// the find
Data-Centric-AI-Community/fg-data-profiling
1 Line of code data quality profiling & exploratory data analysis for Pandas and Spark DataFrames.
fg-data-profiling (formerly pandas-profiling, then ydata-profiling) generates a detailed HTML/JSON EDA report from a pandas or Spark DataFrame in one line of code. It covers univariate stats, correlations, missing data patterns, time-series analysis, and data quality alerts. Aimed at data scientists who want a quick first-pass look at a new dataset without writing boilerplate.
The alert system is genuinely useful — it automatically flags high cardinality, skewed distributions, near-duplicates, and non-stationary time series without you having to know to ask for them. Spark support means it scales beyond single-machine pandas DataFrames, which is rare for this category of tool. The Great Expectations integration lets you turn a profiling report directly into a test suite, which closes the loop from exploration to validation. The HTML report is self-contained with bundled assets, so you can share it as a single file without a running server.
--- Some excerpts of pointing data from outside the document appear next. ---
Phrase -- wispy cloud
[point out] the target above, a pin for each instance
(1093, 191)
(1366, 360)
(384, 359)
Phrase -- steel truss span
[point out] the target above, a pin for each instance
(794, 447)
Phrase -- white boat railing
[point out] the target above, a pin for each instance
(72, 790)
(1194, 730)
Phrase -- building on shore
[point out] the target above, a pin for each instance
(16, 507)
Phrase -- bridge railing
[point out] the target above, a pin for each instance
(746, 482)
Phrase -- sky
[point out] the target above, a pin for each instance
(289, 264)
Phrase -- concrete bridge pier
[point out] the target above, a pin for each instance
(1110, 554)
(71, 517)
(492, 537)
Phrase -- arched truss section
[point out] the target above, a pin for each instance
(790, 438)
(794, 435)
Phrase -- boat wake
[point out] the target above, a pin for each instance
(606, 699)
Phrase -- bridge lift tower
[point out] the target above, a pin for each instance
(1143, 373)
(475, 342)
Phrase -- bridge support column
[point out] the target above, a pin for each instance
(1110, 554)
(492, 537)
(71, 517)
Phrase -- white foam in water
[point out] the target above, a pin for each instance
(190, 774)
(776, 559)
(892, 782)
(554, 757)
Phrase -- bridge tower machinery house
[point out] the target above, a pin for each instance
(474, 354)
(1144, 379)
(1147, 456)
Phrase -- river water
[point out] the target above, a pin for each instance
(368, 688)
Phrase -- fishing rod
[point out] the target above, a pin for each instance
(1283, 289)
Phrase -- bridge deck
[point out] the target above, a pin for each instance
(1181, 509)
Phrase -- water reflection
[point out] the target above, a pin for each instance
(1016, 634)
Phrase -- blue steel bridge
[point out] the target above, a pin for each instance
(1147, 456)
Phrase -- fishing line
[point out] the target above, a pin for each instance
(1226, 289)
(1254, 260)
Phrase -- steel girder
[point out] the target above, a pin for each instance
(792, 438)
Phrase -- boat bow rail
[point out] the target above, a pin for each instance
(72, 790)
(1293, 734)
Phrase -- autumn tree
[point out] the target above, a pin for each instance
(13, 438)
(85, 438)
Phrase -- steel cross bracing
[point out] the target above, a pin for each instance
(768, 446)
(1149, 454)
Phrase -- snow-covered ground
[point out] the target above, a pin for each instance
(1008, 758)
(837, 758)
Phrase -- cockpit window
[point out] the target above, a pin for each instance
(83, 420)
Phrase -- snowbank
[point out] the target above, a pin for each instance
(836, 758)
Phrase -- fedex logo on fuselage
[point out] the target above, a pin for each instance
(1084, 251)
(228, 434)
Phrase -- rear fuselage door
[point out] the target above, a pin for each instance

This repo has been renamed twice in two years (pandas-profiling → ydata-profiling → fg-data-profiling), which is a red flag for long-term stability — each rename breaks imports and causes pip dependency confusion. The Spark implementation is visibly thinner than the pandas one; several pandas-specific analyses (image, file, URL types) have no Spark equivalent, so you get a degraded experience at scale. Reports on large DataFrames can be slow and memory-hungry because the correlation and interaction computations don't sample by default — you have to know to set `minimal=True` or tune `samples.head`. The commercial upsell to 'YData Fabric' is baked into the README and docs, which makes it harder to tell what's genuinely open-source versus a loss-leader.